Joe Royle would disagree later stating, ‘To the supporters, he was the only positive in all that time. To me, he was a big negative. I am not saying that City’s ills were all down to Kinkladze, but there was too much about the whole Kinkladze cult phenomenon that wasn’t right. Too often since his arrival, the team had under-performed. I couldn’t help deducing that contrary to popular opinion, he would be my weak link not my strong one.’ And once Joe Royle arrived in February 1998, his time was up, the rumour being that Royle stated it was “him or me”. City got £5m, more than doubling their initial outlay, and the club would go on to secure back-to-back promotions followed by yet another relegation. Striker Paul Walsh has said Kinkladze was ‘the catalyst for City’s problems’ because Alan Ball indulged him. ‘He didn’t make enough goals and didn’t tackle or head it. His overall contribution was not enough.’

And that “overall contribution” is key to the debate. Key to how you evaluate a flair player that is interested only in looking forward and creating goals. A player who was not interested in tracking back, in running until he dropped. A player whose poor English made it hard to build up a real understanding with the players around him. Michael Cox wrote an article in the Guardian in 2017 suggesting the problem was that Kinkladze showed the inability of the Premier League to adapt. Clubs were trying to recreate the success of Eric Cantona at United, and his role in a team, but the rigid 4-4-2 system prevalent in the league was not suited to Kinkladze’s skill set.

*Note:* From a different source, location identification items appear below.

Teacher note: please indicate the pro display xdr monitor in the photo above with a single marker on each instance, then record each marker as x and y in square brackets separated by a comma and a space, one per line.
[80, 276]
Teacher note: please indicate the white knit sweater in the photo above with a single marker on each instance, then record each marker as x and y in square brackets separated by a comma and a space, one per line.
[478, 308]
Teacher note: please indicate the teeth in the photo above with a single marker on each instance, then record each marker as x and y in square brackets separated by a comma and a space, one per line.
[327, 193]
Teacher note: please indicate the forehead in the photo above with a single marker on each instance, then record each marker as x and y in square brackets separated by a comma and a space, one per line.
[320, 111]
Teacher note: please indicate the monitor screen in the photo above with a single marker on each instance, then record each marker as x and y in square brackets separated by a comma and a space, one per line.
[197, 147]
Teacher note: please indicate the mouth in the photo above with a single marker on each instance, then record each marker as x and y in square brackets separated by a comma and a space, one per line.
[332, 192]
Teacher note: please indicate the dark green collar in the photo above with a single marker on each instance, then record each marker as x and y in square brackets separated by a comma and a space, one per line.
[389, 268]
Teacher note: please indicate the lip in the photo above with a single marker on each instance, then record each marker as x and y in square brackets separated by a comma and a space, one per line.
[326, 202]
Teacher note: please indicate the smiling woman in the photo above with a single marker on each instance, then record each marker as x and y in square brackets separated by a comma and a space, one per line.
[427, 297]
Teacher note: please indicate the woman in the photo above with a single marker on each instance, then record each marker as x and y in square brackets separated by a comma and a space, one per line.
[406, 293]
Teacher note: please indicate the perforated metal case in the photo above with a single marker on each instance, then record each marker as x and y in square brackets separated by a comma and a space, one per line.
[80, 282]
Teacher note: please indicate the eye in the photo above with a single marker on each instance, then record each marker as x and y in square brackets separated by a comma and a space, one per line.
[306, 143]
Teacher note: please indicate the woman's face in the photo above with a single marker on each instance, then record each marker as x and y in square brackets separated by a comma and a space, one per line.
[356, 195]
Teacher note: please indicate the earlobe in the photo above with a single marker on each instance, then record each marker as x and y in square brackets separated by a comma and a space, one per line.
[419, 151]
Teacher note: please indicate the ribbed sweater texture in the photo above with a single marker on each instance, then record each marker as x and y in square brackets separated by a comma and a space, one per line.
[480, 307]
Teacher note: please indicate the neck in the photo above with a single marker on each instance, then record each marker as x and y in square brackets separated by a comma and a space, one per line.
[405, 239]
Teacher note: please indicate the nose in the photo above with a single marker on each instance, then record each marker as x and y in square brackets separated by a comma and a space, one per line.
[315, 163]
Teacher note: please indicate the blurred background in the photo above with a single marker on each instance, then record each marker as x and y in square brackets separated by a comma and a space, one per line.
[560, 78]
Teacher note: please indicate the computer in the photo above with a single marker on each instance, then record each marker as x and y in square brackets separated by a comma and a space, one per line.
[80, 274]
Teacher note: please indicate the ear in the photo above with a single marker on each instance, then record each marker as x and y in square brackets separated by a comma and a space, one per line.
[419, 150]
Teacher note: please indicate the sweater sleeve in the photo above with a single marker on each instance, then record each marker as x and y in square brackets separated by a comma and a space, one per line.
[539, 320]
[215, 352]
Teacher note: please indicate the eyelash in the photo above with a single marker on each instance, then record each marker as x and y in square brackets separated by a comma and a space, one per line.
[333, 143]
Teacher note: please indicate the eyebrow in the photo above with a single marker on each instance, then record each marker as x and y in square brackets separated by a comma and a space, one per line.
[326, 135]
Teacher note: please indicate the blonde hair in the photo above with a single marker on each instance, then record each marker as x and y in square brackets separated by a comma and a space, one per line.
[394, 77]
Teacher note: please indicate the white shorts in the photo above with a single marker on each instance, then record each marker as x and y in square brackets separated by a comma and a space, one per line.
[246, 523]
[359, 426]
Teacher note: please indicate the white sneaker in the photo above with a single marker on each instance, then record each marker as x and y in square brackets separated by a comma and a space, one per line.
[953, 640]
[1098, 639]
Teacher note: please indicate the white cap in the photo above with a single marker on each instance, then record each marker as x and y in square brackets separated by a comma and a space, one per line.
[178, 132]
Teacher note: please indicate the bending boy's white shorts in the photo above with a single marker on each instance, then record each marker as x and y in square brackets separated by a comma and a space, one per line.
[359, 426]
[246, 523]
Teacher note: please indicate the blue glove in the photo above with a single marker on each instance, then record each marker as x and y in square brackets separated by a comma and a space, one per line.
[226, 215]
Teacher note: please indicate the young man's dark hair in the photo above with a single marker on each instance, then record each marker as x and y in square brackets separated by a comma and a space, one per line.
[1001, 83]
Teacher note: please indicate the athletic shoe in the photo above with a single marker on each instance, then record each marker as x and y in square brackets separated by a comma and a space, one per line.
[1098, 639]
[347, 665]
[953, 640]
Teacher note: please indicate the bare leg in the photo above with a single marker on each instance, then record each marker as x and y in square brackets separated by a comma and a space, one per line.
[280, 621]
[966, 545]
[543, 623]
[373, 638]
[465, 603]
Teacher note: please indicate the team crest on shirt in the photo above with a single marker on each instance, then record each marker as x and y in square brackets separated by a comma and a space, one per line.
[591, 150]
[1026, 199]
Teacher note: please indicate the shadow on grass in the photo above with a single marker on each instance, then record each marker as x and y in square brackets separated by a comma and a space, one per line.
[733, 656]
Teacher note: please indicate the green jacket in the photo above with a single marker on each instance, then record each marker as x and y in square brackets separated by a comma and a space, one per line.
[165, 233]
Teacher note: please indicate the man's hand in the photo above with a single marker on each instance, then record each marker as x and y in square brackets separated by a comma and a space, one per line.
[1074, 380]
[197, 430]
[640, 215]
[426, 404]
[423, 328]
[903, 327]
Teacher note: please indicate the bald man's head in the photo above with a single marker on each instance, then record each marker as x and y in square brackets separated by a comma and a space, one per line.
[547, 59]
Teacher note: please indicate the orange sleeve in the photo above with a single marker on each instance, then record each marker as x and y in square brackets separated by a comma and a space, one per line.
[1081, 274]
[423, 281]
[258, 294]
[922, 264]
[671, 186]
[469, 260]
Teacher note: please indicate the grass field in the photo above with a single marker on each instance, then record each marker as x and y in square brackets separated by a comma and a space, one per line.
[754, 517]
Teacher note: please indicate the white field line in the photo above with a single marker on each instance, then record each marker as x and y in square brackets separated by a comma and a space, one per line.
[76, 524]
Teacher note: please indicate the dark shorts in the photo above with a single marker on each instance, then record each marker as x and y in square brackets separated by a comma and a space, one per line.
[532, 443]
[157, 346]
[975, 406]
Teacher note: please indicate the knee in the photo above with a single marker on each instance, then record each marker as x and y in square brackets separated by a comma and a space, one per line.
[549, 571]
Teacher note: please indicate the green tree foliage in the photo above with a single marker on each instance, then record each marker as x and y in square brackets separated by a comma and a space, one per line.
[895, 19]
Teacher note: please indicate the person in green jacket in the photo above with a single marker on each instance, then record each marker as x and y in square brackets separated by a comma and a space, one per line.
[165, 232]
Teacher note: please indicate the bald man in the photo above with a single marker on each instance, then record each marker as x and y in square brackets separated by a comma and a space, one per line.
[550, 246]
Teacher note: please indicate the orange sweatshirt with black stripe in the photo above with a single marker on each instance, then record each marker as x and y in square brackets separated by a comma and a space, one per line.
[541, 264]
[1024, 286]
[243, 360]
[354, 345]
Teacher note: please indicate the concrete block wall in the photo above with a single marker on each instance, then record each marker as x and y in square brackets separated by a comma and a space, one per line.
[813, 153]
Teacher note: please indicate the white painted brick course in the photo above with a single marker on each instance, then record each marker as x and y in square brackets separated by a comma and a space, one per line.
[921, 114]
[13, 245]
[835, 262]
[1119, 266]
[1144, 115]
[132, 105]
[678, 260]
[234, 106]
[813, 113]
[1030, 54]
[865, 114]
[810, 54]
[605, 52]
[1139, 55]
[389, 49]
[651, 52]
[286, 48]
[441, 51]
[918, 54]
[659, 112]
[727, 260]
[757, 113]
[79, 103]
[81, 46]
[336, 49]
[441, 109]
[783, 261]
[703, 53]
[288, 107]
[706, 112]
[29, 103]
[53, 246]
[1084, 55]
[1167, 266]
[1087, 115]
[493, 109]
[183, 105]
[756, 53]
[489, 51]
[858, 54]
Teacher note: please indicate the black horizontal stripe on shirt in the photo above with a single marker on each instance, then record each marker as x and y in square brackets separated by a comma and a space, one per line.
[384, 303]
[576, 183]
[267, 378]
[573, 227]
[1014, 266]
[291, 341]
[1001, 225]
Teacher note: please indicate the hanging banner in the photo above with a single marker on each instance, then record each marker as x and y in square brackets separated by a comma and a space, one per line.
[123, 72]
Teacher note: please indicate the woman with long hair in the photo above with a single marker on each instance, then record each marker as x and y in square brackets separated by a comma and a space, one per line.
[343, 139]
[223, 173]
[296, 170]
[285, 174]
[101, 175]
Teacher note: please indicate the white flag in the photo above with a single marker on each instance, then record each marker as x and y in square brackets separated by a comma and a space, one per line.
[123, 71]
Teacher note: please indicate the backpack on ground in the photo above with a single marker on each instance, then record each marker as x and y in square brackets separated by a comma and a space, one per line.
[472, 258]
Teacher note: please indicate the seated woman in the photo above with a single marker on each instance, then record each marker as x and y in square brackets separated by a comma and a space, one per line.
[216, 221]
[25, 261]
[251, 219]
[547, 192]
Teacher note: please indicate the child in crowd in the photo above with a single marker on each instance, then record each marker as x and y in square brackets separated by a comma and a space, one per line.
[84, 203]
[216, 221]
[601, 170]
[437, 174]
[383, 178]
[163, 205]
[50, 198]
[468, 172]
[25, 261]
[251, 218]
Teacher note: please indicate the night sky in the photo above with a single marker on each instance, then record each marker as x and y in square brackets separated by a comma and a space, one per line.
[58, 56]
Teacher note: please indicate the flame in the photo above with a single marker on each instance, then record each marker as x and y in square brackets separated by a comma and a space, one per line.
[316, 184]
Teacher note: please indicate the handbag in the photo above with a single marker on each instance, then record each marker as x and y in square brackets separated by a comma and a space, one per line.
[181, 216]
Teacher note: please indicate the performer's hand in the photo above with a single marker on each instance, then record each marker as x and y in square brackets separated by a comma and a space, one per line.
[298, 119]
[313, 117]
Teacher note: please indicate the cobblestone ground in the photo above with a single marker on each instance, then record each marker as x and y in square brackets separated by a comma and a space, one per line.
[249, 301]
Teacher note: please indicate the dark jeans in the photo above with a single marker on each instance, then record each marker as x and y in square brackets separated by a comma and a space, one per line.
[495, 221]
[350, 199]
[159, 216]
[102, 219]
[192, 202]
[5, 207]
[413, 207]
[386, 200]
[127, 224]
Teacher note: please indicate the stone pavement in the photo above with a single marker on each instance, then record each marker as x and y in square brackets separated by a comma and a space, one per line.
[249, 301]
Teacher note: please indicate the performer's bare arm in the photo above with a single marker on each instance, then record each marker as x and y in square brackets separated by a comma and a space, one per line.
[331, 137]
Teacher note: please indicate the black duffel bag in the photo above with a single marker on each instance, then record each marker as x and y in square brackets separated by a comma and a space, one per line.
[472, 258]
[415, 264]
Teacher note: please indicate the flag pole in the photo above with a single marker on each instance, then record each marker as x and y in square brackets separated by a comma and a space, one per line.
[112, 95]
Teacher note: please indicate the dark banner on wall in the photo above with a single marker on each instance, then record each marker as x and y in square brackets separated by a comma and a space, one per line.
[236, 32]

And so you can see, the debate a single player can cause. Was he at the wrong club for his talents or part of the problems of that club? And how do you define the talent he had when he spent just a single season in the English Premier League and encountered problems in most of his career elsewhere? I guess you don’t define it. You just try to enjoy the good times, brief as they were. The problem was that Alan Ball tried to build a team around a single player. And that not only failed as a plan, but it put far too much pressure on one player’s shoulders. Kinkladze could not operate in a 4-4-2, and Ball’s attempts to shoehorn him into a system cost the team dearly. After Ball departed, Frank Clark was faced with the same dilemma. It was these dilemmas that hampered the efforts of other players, that made us think Kinkladze was our only hope when there were many others in the squad who had as big a part to play. 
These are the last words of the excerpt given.